You might want to double check the read_write_file() function to see
exactly what kind of error it is encountering such that it is calling
report_errs().

On Apr 10, 2008, at 3:29 PM, Davi Vercillo C. Garcia wrote:
> Hi all,
>
> I have a Cluster with Torque and PVFS. I'm trying to test my
> environment with MPI-IO Test but some segfault are occurring.
> Does anyone know what is happening ? The error output is below:
>
> Rank 1 Host campogrande03.dcc.ufrj.br WARNING ERROR 1207853304: 1 bad
> bytes at file offset 0. Expected (null), received (null)

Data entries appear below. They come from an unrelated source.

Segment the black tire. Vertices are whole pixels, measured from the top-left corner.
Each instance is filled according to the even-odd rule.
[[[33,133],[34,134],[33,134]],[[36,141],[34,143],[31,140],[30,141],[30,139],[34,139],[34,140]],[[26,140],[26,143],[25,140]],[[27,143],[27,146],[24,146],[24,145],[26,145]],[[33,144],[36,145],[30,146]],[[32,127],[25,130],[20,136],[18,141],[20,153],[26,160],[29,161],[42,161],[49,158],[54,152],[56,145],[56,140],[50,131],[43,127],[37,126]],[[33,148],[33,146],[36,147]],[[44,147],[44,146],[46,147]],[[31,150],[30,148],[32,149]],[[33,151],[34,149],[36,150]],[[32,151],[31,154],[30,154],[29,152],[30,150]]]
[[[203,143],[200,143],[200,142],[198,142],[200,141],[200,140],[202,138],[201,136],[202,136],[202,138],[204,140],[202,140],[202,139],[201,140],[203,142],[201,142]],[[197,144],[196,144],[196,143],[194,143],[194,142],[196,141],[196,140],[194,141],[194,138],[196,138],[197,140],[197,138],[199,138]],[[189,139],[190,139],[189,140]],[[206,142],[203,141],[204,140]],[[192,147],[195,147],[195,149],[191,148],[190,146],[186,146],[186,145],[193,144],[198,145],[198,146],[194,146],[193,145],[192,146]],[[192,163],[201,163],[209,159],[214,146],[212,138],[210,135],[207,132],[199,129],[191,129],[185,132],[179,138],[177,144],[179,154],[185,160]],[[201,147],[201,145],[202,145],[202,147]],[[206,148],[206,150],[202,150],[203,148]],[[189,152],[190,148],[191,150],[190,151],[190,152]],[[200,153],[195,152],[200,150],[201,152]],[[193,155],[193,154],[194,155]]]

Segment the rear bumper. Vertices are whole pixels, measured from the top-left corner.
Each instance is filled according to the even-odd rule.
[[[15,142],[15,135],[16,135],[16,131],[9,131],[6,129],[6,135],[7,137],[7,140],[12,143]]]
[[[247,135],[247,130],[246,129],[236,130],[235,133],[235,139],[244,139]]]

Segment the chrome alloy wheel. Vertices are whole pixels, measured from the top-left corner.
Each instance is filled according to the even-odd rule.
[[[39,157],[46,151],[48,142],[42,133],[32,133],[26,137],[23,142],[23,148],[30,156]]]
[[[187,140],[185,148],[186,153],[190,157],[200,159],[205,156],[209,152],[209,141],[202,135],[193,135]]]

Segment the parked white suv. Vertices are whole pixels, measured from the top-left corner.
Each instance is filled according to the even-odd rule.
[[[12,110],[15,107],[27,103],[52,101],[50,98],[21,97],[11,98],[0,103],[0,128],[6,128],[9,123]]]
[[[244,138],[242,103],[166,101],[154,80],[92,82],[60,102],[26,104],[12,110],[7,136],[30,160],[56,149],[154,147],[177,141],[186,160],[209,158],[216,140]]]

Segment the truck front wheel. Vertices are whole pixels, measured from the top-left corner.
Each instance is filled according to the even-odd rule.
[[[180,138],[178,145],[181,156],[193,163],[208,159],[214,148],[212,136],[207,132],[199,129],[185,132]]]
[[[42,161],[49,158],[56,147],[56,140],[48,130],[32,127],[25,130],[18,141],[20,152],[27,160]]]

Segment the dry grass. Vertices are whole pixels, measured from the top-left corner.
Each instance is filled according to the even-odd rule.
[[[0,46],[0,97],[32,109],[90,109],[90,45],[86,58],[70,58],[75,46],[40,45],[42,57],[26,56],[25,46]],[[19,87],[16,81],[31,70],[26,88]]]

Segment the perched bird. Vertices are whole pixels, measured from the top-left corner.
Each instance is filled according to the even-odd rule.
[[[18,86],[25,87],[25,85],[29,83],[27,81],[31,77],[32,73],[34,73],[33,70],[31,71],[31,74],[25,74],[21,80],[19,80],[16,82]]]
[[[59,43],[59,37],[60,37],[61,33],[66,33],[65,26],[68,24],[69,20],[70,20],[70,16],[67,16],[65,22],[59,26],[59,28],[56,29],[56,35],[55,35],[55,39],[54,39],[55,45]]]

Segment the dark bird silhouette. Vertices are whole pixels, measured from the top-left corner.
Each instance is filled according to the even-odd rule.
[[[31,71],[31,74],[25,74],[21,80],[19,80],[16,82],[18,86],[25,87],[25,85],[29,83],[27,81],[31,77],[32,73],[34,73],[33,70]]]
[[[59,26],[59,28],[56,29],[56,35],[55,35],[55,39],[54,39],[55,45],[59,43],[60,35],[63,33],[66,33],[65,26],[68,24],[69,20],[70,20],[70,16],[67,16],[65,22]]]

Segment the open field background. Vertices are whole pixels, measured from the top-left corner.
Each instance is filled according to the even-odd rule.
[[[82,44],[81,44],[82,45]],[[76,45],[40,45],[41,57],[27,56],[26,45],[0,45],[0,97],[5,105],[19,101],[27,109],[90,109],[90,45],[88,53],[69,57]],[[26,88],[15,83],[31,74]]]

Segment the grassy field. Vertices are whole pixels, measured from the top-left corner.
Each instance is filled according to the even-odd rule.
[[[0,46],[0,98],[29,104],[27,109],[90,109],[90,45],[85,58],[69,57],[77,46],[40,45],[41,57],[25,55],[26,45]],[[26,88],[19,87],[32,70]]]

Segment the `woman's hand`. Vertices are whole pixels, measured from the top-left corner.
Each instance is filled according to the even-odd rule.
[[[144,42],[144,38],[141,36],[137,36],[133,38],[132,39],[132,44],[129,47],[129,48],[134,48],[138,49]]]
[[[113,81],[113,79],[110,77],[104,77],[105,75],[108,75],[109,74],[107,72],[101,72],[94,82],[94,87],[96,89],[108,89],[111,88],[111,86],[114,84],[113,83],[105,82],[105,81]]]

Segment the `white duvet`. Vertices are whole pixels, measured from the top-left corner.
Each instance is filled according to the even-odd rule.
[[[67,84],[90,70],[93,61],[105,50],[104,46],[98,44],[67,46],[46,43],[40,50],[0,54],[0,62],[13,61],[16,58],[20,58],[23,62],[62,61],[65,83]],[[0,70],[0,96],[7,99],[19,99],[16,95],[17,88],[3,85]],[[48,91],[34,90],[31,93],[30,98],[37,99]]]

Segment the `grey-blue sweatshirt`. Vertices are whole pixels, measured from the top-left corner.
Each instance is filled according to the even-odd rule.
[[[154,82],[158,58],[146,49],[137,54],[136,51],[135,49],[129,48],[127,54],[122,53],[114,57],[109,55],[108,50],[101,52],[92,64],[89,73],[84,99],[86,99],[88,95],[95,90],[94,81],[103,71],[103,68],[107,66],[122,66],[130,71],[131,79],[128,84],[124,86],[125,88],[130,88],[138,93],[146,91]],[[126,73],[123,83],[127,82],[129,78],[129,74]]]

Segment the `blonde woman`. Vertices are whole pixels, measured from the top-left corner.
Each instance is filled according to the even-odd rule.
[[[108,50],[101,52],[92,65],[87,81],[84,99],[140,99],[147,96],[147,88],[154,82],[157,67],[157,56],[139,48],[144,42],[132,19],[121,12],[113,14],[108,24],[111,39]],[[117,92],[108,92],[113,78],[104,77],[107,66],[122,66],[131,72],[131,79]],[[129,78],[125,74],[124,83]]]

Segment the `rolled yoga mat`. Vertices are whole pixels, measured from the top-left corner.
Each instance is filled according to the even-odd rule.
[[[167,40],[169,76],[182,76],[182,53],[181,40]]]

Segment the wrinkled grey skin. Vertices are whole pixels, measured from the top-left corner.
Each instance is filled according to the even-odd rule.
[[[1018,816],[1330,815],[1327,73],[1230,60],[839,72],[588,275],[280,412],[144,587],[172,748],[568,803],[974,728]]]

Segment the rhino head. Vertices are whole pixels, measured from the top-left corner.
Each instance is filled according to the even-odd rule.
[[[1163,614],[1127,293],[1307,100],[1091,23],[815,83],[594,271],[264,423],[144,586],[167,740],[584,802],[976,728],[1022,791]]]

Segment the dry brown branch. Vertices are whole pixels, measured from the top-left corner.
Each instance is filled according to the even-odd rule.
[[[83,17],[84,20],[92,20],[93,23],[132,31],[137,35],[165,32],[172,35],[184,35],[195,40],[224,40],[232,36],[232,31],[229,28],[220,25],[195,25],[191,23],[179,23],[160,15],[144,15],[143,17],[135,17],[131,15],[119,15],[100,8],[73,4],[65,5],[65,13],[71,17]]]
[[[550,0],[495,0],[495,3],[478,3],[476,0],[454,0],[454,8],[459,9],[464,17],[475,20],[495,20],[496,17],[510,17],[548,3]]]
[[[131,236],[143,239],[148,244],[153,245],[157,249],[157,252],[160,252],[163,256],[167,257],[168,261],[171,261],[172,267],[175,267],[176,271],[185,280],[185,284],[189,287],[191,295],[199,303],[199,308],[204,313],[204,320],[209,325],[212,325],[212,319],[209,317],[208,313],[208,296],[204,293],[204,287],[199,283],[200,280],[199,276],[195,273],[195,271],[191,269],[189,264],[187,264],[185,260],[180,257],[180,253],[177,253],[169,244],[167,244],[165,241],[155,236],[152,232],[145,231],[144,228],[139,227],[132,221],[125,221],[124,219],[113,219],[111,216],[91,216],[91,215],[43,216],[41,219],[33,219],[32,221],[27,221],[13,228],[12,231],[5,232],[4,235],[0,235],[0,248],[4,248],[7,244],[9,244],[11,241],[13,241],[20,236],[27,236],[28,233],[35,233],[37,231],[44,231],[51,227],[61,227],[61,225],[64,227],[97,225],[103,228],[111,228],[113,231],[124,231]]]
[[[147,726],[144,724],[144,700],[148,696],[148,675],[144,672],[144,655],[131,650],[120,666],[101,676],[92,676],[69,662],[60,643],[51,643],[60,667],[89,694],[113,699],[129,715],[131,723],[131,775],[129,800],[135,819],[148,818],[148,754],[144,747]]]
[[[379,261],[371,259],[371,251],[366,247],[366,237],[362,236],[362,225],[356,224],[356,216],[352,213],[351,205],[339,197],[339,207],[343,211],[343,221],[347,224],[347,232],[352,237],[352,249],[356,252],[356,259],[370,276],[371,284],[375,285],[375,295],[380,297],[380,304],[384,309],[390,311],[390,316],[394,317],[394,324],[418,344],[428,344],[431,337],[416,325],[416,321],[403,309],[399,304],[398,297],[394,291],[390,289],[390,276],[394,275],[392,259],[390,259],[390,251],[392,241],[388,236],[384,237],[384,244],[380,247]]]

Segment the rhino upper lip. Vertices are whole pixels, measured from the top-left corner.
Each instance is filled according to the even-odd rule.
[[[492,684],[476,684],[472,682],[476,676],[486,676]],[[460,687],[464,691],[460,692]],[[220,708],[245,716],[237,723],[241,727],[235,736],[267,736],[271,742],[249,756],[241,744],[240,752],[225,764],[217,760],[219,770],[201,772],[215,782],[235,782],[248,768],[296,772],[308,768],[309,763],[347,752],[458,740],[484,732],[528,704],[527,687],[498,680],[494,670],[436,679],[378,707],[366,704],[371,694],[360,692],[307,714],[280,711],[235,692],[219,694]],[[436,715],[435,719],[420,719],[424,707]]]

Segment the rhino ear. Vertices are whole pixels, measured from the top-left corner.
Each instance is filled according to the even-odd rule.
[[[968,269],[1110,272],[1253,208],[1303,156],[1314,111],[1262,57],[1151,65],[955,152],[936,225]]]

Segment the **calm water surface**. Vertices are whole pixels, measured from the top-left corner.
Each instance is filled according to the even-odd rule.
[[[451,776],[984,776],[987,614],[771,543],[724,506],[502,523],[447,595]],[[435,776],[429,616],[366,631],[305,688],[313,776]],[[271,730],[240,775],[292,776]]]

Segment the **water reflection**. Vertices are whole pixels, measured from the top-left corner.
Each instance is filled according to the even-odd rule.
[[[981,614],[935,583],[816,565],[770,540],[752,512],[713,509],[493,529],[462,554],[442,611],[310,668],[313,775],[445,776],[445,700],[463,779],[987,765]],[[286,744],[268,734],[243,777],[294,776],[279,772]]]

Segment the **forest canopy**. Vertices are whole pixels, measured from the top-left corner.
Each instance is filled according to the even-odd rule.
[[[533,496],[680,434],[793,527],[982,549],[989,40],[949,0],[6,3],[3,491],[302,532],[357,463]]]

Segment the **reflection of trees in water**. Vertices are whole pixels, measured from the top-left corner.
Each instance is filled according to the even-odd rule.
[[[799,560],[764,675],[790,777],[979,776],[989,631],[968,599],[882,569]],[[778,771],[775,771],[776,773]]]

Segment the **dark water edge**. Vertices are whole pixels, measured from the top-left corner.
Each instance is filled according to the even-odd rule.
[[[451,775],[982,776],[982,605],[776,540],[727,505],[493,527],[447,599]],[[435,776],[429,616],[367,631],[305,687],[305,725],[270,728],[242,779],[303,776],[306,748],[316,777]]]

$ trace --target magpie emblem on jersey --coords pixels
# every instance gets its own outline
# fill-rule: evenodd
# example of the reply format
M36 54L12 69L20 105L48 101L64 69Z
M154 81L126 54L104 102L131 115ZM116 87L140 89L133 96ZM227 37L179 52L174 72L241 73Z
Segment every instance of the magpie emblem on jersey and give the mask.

> Rank 2 Host campogrande02.dcc.ufrj.br WARNING ERROR 1207853304: 1 bad
> bytes at file offset 0. Expected (null), received (null)
> [campogrande01:10646] *** Process received signal ***
> Rank 0 Host campogrande04.dcc.ufrj.br WARNING ERROR 1207853304: 1 bad
> bytes at file offset 0. Expected (null), received (null)
> Rank 0 Host campogrande04.dcc.ufrj.br WARNING ERROR 1207853304: 65537
> bad bytes at file offset 0. Expected (null), received (null)
> [campogrande04:05192] *** Process received signal ***
> [campogrande04:05192] Signal: Segmentation fault (11)
> [campogrande04:05192] Signal code: Address not mapped (1)
> [campogrande04:05192] Failing at address: 0x10000
> Rank 1 Host campogrande03.dcc.ufrj.br WARNING ERROR 1207853304: 65537
> bad bytes at file offset 0. Expected (null), received (null)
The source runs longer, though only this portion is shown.